Agnone e la tradizione della ‘Ndocciata
La provincia di Isernia, che costituisce la gran parte della regione storico-geografica della Pentria, non rientra negli itinerari del panorama turistico italiano ma la passione di Emilia Vitullo, responsabile del Presidio Turistico, ci consente di scoprirne le attrattive e le potenzialità attraverso i suoi tesori archeologici ed artistici, dal paleolitico ai sanniti fino al rinascimento, e anche la bellezza integra del paesaggio segnato dai tratturi e cosparso di borghi arroccati intorno ai castelli-fortilizi, col contorno di una calda accoglienza e delle descrizioni appassionate delle tradizioni pastorali.
All’uscita di S. Vittore sulla A1, il castello D’Alessandro di Pescolanciano, abbarbicato su uno sperone, fa da sentinella alle porte del territorio provinciale.
Nell’Alta Valle del Volturno, incuneata tra Campania, Lazio e Abruzzo e delimitata dai massicci montuosi del Matese e delle Mainarde, appare maestoso il castello di Venafro. L’etimo fa riferimento alla natura e alle messi che descrivono la fertilità del territorio. La fondazione della città viene attribuita a Diomede ma il primo nucleo urbano è riconducibile ai Sanniti che nel V sec. a C. si insediarono sulle sponde del fiume.
Passata sotto il controllo di Roma dopo la battaglia di Aquilonia, la dissoluzione dell’Impero d’Occidente ne segnò il declino fino all’occupazione longobarda nel 595 e le successive incursioni arabe che costrinsero gli abitanti ad abbandonare l’antico impianto romano per asserragliarsi sul colle. Passati normanni, svevi e angioini, nel 1437 Alfonso d’Aragona assegnò il feudo a Francesco Pandone.
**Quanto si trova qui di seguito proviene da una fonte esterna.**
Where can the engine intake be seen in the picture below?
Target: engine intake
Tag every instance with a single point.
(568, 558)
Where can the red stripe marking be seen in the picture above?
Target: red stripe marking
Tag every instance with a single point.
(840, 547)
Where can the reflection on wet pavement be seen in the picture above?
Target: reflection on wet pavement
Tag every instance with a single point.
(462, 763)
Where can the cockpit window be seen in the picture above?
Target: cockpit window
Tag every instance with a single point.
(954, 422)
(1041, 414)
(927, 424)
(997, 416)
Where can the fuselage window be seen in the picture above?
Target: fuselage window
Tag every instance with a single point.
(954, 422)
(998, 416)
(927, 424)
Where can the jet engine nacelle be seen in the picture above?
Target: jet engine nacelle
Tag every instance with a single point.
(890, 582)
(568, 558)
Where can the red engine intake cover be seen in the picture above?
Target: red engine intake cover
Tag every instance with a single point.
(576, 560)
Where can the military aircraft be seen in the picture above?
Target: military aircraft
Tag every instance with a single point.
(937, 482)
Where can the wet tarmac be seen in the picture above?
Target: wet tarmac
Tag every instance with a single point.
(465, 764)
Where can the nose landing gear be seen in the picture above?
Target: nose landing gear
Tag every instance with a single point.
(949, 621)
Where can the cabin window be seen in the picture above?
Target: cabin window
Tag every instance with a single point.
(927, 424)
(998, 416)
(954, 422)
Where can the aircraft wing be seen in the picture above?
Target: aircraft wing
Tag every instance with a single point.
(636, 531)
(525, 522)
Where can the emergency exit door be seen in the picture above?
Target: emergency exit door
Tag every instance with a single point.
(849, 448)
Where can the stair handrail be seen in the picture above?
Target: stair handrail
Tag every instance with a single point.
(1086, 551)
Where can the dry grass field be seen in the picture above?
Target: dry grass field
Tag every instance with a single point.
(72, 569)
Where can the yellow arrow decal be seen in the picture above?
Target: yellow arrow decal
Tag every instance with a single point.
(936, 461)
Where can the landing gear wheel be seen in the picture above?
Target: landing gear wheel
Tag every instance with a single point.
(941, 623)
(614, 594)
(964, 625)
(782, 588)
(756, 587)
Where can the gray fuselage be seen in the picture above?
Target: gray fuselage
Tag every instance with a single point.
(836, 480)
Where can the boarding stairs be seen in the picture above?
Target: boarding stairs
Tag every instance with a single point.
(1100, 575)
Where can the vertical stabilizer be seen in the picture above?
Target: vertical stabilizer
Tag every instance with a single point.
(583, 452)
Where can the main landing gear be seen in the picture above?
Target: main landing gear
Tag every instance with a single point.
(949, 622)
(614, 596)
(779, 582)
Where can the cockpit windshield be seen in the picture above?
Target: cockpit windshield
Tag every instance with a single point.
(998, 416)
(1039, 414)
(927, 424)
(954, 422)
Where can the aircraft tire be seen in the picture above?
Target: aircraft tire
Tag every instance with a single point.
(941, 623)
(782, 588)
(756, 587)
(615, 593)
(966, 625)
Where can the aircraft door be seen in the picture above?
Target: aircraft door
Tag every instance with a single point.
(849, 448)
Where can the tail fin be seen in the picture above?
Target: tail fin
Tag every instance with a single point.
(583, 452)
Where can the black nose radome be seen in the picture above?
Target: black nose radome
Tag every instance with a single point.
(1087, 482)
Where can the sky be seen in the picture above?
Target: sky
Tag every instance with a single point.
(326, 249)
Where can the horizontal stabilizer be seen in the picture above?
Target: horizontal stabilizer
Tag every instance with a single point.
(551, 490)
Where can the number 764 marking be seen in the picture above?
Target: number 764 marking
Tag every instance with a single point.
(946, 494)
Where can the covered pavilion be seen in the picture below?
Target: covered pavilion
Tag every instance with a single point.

Il conte Enrico trasformò il mastio longobardo, eretto su una fortificazione megalitica, in una residenza rinascimentale nelle cui sale fece affrescare i suoi cavalli poderosi, noti in tutta la penisola.
Ancora oggi le immagini di 26 stalloni a grandezza naturale accolgono i visitatori al piano nobile dove tra i cavalli da guerra si staglia la sagoma del cavallo San Giorgio della scuderia di Carlo V. Successivamente il castello appartenne ai Peretti-Savelli, familiari di Sisto V. All’inizio del ‘700 Giovanni di Capua lo destinò a sua residenza in vista del matrimonio con Maria Vittoria Piccolomini, ma morì prematuramente e solo il grande stemma del salone ricorda l’unione mai avvenuta delle due casate.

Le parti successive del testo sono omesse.